High copper rich food sources include oysters, beef liver, lamb liver, Brazil nuts, blackstrap molasses, cocoa, and black pepper. Good sources include lobster, nuts, sunflower seeds, green olives, avocados, and wheat bran.

Copper is an essential trace element (i.e., micronutrient) that is required for plant, animal, and human health. It is also required for the normal functioning of aerobic (oxygen-requiring) microorganisms.

Copper stimulates the immune system to fight infections, to repair injured tissues, and to promote healing. Copper also helps to neutralize "free-radicals", which can cause severe damage to cells.

Copper's essentiality was first discovered in 1928, when it was demonstrated that rats fed a copper-deficient milk diet were unable to produce sufficient red blood cells. The anemia was corrected by the addition of copper-containing ash from vegetable or animal sources.

As an essential trace element, daily dietary requirements for copper have been recommended by a number of governmental health agencies around the world.

Dietary sources of Copper

Copper is an essential trace mineral that cannot be formed by the human body. It must be ingested from dietary sources.

Eating a balanced diet with a range of foods from different food groups is the best way to avoid copper deficiency. In both developed and developing countries, adults, young children, and adolescents who consume diets of grain, millet, tuber, or rice along with legumes (beans) or small amounts of fish or meat, some fruits and vegetables, and some vegetable oil are likely to obtain adequate copper if their total food consumption is adequate in calories. In developed countries where consumption of red meat is high, copper intake is also likely to be adequate.

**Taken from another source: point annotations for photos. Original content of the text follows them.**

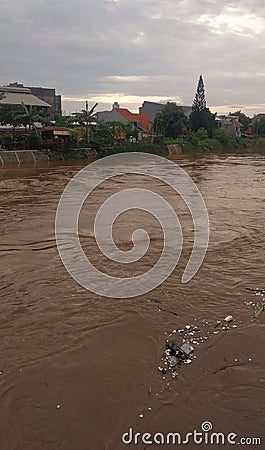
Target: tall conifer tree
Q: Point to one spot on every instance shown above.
(199, 102)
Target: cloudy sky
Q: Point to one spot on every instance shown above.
(135, 50)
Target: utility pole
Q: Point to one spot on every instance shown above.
(86, 121)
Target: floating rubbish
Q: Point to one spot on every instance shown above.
(174, 355)
(228, 319)
(223, 323)
(259, 311)
(187, 348)
(256, 291)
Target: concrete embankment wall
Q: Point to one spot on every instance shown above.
(22, 157)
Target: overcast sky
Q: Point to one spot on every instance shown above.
(135, 50)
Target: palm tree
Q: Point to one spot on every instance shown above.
(86, 116)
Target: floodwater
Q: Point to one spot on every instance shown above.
(78, 370)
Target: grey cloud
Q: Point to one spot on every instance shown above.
(80, 46)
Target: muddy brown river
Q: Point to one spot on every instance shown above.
(81, 372)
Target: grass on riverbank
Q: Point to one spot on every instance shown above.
(192, 144)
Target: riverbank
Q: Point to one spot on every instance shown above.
(164, 147)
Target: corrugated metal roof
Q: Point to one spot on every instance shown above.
(16, 98)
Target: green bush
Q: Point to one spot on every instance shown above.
(8, 140)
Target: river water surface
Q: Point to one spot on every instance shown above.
(78, 370)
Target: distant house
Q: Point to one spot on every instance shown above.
(152, 108)
(46, 95)
(231, 124)
(140, 122)
(16, 95)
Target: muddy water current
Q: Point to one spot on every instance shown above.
(78, 370)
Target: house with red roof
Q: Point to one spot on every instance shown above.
(231, 124)
(140, 122)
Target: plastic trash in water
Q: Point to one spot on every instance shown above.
(228, 319)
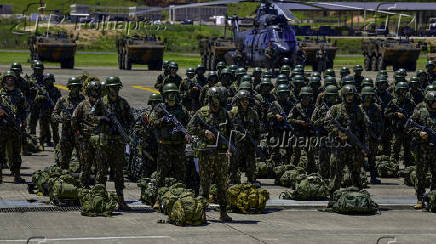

Foods contribute virtually all of the copper consumed by humans. The best dietary sources include seafood (especially shellfish), organ meats (e.g., liver), whole grains, legumes (e.g., beans and lentils) and chocolate. Nuts, including peanuts and pecans, are especially rich in copper, as are grains such as wheat and rye, and several fruits including lemons and raisins. Other food sources that contain copper include cereals, potatoes, peas, red meat, mushrooms, some dark green leafy vegetables (such as kale), and fruits (coconuts, papaya and apples).